I’m really glad you wrote this. I’ve thought for some time that it’s an important distinction, though I think you’ve articulated (at least parts of) it better than my attempts perhaps! I previously described a distinction between deliberation and reaction.
mesaoptimizers that could form across multiple forward passes
Yes, leaving aside really really deep networks and residuals, I think some sort of recurrence/iteration is plausibly needed for meaningful deliberation to occur. Chain of thought is an obvious instantiation (but so is sequential reasoning absent explicit CoT prompting), with MCTS examples (which you also mentioned) being perhaps more central.
I’ll gesture at some pieces of this puzzle which I haven’t got round to writing about properly publicly[1] but where I’d be interested in your thoughts:
Where do highly capable proposals/amortised actions come from?
(handwave) lots of ‘experience’ and ‘good generalisation’?
How do you get good ‘experience’?
Helpful human curates massive dataset for you
Or...? This seems to be to be where active learning and deliberate/creative exploration come in
It’s a Bayes-adaptivity problem, i.e. planning for value-of-information
This is basically what ‘science’ and ‘experimentalism’ are in my ontology
‘Play’ and ‘practice’ are the amortised equivalent (where explorative heuristics are baked in)
animals are evidence that some amortised play heuristics are effective! Even humans only rarely ‘actually do deliberate experimentalism’
but when we do, it’s maybe the source of our massive technological dominance?
Either that or you have something terribly slow like natural selection
This is the most magical part of the picture to me at present
When is deliberation/direct planning tractable?
In any interestingly-large problem, you will never exhaustively evaluate
e.g. maybe no physically realisable computer in our world can ever evaluate all Go strategies, much less evaluating strategies for ‘operate in the world itself’!
What properties of options/proposals lend themselves?
(handwave) ‘Interestingly consequential’ - the differences should actually matter enough to bother computing!
Temporally flexible
The ‘temporal resolution’ of the strategy-value landscape may vary by orders of magnitude
so the temporal resolution of the proposals (or proposal-atoms) should too, on pain of intractability/value-loss/both
Where does strong control/optimisation come from?
Hi there! Thanks for this comment. Here are my thoughts:
Where do highly capable proposals/amortised actions come from?
(handwave) lots of ‘experience’ and ‘good generalisation’?
Pretty much this. We know empirically that deep learning generalizes pretty well from a lot of data as long as it is reasonable representative. I think that fundamentally this is due to the nature of our reality that there are generalizable patterns which is ultimately due to the sparse underlying causal graph. It is very possible that there are realities where this isn’t true and in those cases this kind of ‘intelligence’ would not be possible.

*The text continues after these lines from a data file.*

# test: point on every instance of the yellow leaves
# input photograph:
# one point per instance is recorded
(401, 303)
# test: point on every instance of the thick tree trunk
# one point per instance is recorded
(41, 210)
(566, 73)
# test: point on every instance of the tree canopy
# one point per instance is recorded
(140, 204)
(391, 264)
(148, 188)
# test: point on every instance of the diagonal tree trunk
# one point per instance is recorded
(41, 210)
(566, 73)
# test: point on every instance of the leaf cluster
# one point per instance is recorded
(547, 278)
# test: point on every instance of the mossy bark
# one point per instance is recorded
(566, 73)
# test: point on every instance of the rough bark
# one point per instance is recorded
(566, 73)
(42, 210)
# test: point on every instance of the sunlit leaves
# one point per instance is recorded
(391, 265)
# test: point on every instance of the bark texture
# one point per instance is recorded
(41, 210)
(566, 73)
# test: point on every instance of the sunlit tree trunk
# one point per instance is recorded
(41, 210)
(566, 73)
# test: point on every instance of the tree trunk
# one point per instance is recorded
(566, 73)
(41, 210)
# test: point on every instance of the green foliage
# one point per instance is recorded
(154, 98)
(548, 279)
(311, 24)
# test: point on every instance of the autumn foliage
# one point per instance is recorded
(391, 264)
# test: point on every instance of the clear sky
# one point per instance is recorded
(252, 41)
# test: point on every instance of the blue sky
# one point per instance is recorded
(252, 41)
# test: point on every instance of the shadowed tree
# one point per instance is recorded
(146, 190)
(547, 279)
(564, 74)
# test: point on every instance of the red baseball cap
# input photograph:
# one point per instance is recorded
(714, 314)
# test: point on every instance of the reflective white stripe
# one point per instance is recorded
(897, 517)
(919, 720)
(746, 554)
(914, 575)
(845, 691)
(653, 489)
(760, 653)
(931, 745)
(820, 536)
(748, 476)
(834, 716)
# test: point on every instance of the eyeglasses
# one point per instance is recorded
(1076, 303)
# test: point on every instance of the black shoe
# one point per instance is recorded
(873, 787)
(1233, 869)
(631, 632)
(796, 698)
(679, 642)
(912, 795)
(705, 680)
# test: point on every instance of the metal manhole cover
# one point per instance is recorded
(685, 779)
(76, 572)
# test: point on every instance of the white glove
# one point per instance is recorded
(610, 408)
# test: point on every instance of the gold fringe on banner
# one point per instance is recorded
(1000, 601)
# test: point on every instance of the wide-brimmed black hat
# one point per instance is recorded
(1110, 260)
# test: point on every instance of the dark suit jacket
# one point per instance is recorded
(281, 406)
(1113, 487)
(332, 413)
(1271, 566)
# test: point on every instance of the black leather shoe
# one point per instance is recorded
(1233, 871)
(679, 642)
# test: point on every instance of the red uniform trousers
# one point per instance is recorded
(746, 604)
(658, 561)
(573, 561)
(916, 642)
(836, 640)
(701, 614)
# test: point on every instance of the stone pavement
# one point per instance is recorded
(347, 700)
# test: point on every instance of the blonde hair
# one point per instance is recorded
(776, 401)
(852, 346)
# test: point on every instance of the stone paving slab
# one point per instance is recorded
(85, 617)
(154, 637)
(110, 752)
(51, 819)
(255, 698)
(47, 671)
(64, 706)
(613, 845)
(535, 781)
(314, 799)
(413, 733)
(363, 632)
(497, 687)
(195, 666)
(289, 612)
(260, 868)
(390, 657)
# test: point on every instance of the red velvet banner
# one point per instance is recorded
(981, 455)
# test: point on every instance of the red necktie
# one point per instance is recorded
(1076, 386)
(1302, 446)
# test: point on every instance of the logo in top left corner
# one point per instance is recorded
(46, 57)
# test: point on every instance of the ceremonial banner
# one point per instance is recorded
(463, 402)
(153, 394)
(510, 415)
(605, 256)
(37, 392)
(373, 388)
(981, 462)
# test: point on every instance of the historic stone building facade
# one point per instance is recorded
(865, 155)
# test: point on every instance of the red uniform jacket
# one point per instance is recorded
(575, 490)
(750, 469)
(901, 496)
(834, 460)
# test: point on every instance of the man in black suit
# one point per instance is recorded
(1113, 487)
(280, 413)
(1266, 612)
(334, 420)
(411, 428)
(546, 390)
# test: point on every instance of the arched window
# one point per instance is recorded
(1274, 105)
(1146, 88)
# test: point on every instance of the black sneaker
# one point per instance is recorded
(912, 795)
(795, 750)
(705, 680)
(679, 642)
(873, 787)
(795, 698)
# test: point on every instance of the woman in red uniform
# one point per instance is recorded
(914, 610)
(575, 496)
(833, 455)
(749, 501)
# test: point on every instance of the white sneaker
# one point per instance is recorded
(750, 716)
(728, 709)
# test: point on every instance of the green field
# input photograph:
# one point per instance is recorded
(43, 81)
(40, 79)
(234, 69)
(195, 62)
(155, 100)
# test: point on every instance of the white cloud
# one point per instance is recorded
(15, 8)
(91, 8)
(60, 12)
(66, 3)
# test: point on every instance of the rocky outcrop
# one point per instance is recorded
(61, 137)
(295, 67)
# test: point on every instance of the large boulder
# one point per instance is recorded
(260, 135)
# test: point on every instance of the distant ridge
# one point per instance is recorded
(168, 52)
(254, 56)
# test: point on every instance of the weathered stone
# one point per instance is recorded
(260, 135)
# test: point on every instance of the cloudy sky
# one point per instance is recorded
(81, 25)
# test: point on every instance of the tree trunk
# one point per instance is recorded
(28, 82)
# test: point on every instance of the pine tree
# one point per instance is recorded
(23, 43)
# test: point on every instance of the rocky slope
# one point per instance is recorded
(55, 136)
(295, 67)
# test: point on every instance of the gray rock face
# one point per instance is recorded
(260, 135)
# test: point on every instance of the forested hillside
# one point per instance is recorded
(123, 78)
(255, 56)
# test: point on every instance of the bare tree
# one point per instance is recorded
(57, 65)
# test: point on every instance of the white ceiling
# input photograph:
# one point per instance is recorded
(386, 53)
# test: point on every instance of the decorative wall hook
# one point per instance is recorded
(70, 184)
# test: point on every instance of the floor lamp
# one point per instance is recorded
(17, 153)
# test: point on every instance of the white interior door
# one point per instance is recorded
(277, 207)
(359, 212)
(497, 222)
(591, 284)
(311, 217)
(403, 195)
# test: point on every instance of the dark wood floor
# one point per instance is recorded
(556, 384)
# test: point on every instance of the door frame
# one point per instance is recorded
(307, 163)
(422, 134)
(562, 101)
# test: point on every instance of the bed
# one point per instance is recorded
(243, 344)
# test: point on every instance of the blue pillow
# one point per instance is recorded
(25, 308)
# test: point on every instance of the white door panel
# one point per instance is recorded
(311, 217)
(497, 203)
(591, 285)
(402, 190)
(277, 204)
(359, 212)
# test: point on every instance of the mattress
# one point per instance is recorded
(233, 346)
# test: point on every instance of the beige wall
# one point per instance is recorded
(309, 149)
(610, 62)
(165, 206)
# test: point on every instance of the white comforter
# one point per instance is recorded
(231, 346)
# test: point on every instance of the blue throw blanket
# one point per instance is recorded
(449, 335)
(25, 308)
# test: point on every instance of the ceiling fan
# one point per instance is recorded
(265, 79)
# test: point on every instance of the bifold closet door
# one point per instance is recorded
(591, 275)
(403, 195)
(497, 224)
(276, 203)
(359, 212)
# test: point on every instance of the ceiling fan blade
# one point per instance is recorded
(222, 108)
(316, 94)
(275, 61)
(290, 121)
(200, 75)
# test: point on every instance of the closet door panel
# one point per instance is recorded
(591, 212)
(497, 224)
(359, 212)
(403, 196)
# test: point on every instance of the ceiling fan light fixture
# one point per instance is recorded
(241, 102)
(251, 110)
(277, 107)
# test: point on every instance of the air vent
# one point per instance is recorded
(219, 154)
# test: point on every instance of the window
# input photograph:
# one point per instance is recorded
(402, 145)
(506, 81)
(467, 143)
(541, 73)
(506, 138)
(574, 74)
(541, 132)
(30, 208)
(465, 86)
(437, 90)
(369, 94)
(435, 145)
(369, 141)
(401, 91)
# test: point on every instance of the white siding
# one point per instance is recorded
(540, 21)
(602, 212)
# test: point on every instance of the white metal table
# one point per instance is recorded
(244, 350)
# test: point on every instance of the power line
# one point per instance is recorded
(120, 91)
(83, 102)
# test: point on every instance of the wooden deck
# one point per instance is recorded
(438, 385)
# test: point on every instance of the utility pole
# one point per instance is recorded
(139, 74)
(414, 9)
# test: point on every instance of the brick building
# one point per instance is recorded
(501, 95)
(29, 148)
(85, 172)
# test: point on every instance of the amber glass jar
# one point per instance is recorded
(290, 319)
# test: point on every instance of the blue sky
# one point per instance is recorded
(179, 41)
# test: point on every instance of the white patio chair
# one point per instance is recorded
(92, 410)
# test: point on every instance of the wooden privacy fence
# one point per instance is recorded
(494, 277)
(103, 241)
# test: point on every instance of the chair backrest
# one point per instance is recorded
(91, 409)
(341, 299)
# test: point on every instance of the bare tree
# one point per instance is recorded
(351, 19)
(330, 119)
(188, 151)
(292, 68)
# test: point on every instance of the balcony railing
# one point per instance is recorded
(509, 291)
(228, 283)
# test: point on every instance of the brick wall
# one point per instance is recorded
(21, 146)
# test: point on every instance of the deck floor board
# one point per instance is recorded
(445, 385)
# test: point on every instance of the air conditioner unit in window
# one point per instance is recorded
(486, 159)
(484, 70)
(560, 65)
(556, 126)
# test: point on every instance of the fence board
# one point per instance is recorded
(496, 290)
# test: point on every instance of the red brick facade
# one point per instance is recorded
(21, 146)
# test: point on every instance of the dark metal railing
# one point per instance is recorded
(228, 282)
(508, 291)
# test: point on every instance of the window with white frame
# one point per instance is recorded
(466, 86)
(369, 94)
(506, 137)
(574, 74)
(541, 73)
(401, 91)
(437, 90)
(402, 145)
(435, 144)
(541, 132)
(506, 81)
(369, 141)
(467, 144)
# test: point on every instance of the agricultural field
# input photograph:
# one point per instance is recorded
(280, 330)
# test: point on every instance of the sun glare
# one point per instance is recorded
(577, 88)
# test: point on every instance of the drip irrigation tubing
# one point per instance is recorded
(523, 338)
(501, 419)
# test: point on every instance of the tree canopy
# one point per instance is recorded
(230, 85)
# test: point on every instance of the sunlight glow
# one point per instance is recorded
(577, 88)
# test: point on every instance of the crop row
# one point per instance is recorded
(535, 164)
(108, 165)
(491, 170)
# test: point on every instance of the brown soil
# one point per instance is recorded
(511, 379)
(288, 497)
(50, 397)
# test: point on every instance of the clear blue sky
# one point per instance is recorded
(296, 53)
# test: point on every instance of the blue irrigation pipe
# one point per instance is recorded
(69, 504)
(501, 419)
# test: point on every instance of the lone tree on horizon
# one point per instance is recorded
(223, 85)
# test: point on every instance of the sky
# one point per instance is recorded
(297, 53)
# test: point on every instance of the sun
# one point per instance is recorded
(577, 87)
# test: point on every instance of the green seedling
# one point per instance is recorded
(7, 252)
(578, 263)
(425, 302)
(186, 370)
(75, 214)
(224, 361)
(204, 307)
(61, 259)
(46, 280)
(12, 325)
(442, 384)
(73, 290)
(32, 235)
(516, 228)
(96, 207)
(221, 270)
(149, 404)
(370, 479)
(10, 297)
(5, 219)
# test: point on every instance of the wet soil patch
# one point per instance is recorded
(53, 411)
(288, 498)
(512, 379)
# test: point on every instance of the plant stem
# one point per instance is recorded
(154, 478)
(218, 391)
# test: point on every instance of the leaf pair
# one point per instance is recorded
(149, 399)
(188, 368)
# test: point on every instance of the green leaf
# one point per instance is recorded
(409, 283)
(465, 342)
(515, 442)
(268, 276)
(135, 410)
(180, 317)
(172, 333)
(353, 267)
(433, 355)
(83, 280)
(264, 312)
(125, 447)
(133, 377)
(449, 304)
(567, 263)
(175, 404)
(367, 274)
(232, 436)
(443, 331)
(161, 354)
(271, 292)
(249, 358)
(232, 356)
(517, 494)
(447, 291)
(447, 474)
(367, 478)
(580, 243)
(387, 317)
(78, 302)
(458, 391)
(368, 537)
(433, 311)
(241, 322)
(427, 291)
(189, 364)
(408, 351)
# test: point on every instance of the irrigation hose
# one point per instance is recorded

r...? This seems to be to be where active learning and deliberate/creative exploration come in
It’s a Bayes-adaptivity problem, i.e. planning for value-of-information
This is basically what ‘science’ and ‘experimentalism’ are in my ontology
‘Play’ and ‘practice’ are the amortised equivalent (where explorative heuristics are baked in)
Again, I completely agree here. In practice in large environments it is necessary to explore if you can’t reach all useful states from a random policy. In these cases, it is very useful to a.) have an explicit world model so you can learn from sensory information which is much higher bandwidth than reward usually and generalizes further and in an uncorrelated way, and b.) do some kind of active exploration. Exploring according to maximizing info-gain is probably close to optimal, although whether this is actually theoretically optimal is I tihnk still an open question. The main issue is that info-gain is hard to cmopute/approximate tractably, since it requires keeping a close track of your uncertainty, and DL models are computationally tractable by explicitly throwing away all the uncertainty and only really maintaining point predictions.
animals are evidence that some amortised play heuristics are effective! Even humans only rarely ‘actually do deliberate experimentalism’
but when we do, it’s maybe the source of our massive technological dominance?
Like I don’t know to what extent there are ‘play heuristics’ at a behavioural level vs some kind of intrinsic drive for novelty / information gain but yes, having these drives ‘added to your reward function’ is generally useful in RL settings and we know this happens in the brain as well—i.e. there are dopamine neurons responsive to proxies of information gain (and exactly equal to information gain in simple bandit-like settings where this is tractable)
When is deliberation/direct planning tractable?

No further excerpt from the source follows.